Container Images — Version Pinning Status
Images explicitly set in manifests or config files:
| Service | Image | Tag | Status |
|---|---|---|---|
| whoami | traefik/whoami | v1.10.2 | PINNED |
| mongodb | mongo | 8.0.5 | PINNED |
| rabbitmq | bitnamilegacy/rabbitmq | 3.13.7-debian-12-r5 | PINNED |
| tika | apache/tika | 3.0.0.0 | PINNED |
| elasticsearch | docker.elastic.co/elasticsearch/elasticsearch | 9.3.0 | PINNED |
| openmetadata | docker.getcollate.io/openmetadata/server | 1.12.1 | PINNED |
| redis | redis | 7.4 | FLOATING (minor) |
| mysql | mysql | 8.0 | FLOATING (minor) |
| postgresql | ghcr.io/terchris/urbalurba-postgresql | latest | UNPINNED |
| unity-catalog | unitycatalog/unitycatalog | latest | UNPINNED |
| cloudflare-tunnel | cloudflare/cloudflared | latest | UNPINNED |
| pgadmin init | busybox | latest | UNPINNED |
Images controlled by Helm chart (not explicitly set in our config — chart decides):
- prometheus, grafana, tempo, loki, otel-collector, qdrant, open-webui, litellm, spark, jupyterhub, pgadmin, redisinsight, authentik, argocd
Questions to Investigate
Q1: What is the right pinning strategy?
Options:
- Pin everything — maximum stability, requires manual updates
- Pin Helm charts only — charts control image versions, so pinning charts is sufficient
- Pin charts + explicit images — pin what we control, let pinned charts manage their own images
Q2: Where should versions live?
Options:
- In each playbook —
chart_versionparameter in ansible helm tasks (current pattern for argocd/gravitee/authentik) - In a central versions file — single file listing all versions, sourced by playbooks
- In config manifests — alongside other service config in
manifests/*-config.yaml
Q3: How do we handle updates?
Options:
- Manual — developer checks for updates periodically, updates versions, tests
- Automated detection — script/CI that checks for newer versions and reports
- Dependabot/Renovate — GitHub-native dependency update PRs
Q4: Helm repos — RESOLVED
05-install-helm-repos.yml was the original approach.

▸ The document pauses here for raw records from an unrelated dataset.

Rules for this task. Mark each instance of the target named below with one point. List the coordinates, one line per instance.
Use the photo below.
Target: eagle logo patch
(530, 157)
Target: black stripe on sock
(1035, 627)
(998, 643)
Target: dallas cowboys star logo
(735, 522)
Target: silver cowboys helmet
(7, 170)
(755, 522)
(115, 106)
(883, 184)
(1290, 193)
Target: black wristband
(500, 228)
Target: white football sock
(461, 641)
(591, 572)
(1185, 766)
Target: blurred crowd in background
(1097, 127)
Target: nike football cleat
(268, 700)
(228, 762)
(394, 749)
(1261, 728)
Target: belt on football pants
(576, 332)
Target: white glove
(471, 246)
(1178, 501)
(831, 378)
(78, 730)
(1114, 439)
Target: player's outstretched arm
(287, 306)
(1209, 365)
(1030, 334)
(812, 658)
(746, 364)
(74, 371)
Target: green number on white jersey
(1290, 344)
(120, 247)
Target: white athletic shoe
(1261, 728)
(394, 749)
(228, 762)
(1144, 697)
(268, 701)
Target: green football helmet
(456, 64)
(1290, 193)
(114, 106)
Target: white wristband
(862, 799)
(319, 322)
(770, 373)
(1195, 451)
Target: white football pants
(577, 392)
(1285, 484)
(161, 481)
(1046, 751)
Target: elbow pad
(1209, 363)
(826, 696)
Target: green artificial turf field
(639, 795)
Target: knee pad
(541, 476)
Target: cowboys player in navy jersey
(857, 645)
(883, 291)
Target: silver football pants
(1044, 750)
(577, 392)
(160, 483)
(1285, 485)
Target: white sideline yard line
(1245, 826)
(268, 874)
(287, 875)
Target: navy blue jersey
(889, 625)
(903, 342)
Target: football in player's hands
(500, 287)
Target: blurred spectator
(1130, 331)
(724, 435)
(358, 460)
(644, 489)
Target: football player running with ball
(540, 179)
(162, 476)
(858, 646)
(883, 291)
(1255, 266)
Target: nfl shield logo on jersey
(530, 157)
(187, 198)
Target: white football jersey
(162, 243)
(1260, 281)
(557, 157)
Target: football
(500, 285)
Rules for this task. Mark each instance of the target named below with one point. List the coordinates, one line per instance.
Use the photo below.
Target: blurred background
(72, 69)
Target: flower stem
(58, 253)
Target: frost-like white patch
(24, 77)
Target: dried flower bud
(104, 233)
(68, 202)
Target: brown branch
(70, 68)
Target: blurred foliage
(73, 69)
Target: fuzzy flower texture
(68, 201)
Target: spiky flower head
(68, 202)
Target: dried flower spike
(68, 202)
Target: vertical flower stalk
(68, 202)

The current pattern is that each playbook manages its own helm repo. The 2 repos still in 05-install-helm-repos.yml (bitnami, runix) are legacy — they should move into the playbooks that use them. No further investigation needed.
Q5: Bitnami subscription changes
Bitnami changed their distribution model (Aug 2025). RabbitMQ already uses bitnamilegacy image. Are other Bitnami charts affected? Will future updates break?
Helm Repos Inventory
| Repository | URL | Where Added |
|---|---|---|
| bitnami | https://charts.bitnami.com/bitnami | 05-install-helm-repos.yml |
| runix | https://helm.runix.net | 05-install-helm-repos.yml |
| graviteeio | https://helm.gravitee.io | 090-setup-gravitee.yml |
| prometheus-community | https://prometheus-community.github.io/helm-charts | 030-setup-prometheus.yml |
| grafana | https://grafana.github.io/helm-charts | multiple playbooks |
| open-telemetry | https://open-telemetry.github.io/opentelemetry-helm-charts | 033-setup-otel-collector.yml |
| argo | https://argoproj.github.io/argo-helm | 220-setup-argocd.yml |
| elastic | https://helm.elastic.co | 060-setup-elasticsearch.yml |
| qdrant | https://qdrant.github.io/qdrant-helm | 044-setup-qdrant.yml |
| open-webui | https://helm.openwebui.com/ | 200-setup-open-webui.yml |
| jupyterhub | https://hub.jupyter.org/helm-chart/ | 350-setup-jupyterhub.yml |
| authentik | https://charts.goauthentik.io | 070-setup-authentik.yml |
| redisinsight | https://mrnim94.github.io/redisinsight/ | 651-adm-redisinsight.yml |
| spark-kubernetes-operator | https://apache.github.io/spark-kubernetes-operator | 330-setup-spark.yml |
| open-metadata | https://open-metadata.github.io/openmetadata-helm-charts/ | 340-setup-openmetadata.yml |
Risk Assessment
High risk (unpinned chart + critical service):
- postgresql (all data services depend on it)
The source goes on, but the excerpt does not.